How England’s attacking 4-3-3 stretched Iran’s defensive curtain to breaking point

Harry Maguire’s pass sets free England’s left-sided triangle for their first goal  (
Harry Maguire’s pass sets free England’s left-sided triangle for their first goal (

Gareth Southgate knew Iran would set up deep and drilled, the result of an on-off decade of Carlos Queiroz’s smart coaching, and England’s solution was to stretch Iran’s defensive curtain until it ripped at the seams.

Iran’s 5-4-1 cluttered the centre of the pitch and England’s response was a system engineered for penetrative width. With the ball England formed a well-balanced 4-3-3 which created devastating triangles between full-backs, wingers and No 8s on either side, and it left an Iranian defence drawn and quartered by half-time.

Wingers Bukayo Saka and Raheem Sterling floated between vertical and horizontal lines, coming in off the sides to leave space for full-backs Luke Shaw and Kieran Trippier to advance around the tips of the Iranian shape, while the midfield thrust of Mason Mount and Jude Bellingham formed the third point to create overloads.

Both triangles were at work in the build-up to England’s first goal. Saka, Bellingham and Trippier worked the ball out of a tight spot by the right corner flag and played it back to their centre-halves. From there Harry Maguire drew a midfielder just enough to open up a path, before firing a line-breaking ball through to Mount as the back-to-goal receiver, and England were in. Mount touched to Sterling who fed Shaw on the overlap, and Bellingham converted Shaw’s cross with an expertly placed header for 1-0.

If this was the basis of England’s midfield for the rest of the tournament – it is hard to imagine Kalvin Phillips displacing Bellingham any time soon – then it was a promising sight. Rice was England’s safe stitcher as Bellingham attempted to weave bolder patterns. The teenager completed five line breaks within 10 minutes and carried the air of an essential piece in England’s machine.

Here was the advantage of Bellingham, an adept box-to-box midfielder playing as an eight who gives England useful tactical flexibility. It meant with the ball they could push into the positive 4-3-3 shape with high full-backs and liberated wingers; and without the ball, which admittedly was rare, Bellingham backtracked diligently to help Rice and make a 4-2-3-1.

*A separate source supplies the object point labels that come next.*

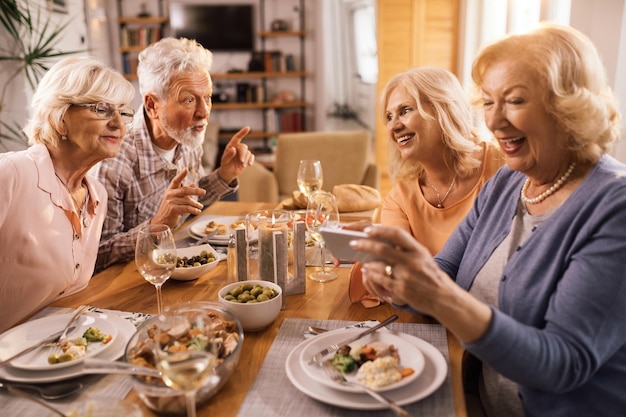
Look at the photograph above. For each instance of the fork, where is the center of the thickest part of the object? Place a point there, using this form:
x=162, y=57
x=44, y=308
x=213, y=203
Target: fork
x=338, y=377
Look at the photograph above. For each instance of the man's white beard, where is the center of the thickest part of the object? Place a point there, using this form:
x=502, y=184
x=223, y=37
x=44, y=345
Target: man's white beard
x=187, y=137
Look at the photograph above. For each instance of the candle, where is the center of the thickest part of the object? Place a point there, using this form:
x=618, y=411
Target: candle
x=266, y=247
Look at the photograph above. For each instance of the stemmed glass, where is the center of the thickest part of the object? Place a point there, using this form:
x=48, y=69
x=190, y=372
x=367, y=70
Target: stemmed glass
x=185, y=352
x=155, y=256
x=310, y=176
x=321, y=212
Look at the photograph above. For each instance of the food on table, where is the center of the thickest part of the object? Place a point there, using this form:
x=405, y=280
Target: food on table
x=94, y=334
x=239, y=223
x=76, y=348
x=216, y=228
x=224, y=339
x=376, y=364
x=205, y=257
x=247, y=293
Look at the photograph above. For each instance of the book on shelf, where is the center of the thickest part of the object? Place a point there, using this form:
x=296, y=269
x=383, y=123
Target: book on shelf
x=130, y=64
x=289, y=121
x=141, y=36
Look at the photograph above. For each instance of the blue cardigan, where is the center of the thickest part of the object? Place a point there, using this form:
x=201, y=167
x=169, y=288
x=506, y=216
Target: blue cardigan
x=560, y=331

England’s revolving attacking plates worked around their centre-piece, Harry Kane, who toiled with his back to goal absorbing Iran’s defensive hits. Kane might have been irked not to get a goal himself but he was involved in three of England’s five and complemented the enthusiastic legs around him.

Sterling was in off the wing again for England’s fourth goal, picking up Shaw’s header before turning to run directly at the Iranian defence. He found Saka who cut inside and scored his second of the game, but what was notable was to see both Mount and Bellingham in the box screaming for the pass and a chance to score themselves.

Using two truly attacking midfielders has not been a feature of Southgate’s England blueprint in recent years, not since the double No8s of Dele Alli and Jesse Lingard in the 2018 World Cup, but even then they came with the protection of a back five. Yes, this was a performance against England’s weakest Group D opponents, but perhaps it was an indication that Southgate is prepared to gently lower the handbrake at this World Cup, if not release it completely.

That is perhaps a decision dictated to Southgate by the quality of his forward-thinking players and particularly by Bellingham, whose dynamism all over the pitch demands to be let free. It was the 19-year-old’s late pass which freed Callum Wilson who teed up Jack Grealish for England’s sixth, and it left the impression that Bellingham might just be essential to this World Cup cause, both for his tactical flexibility and his natural gift.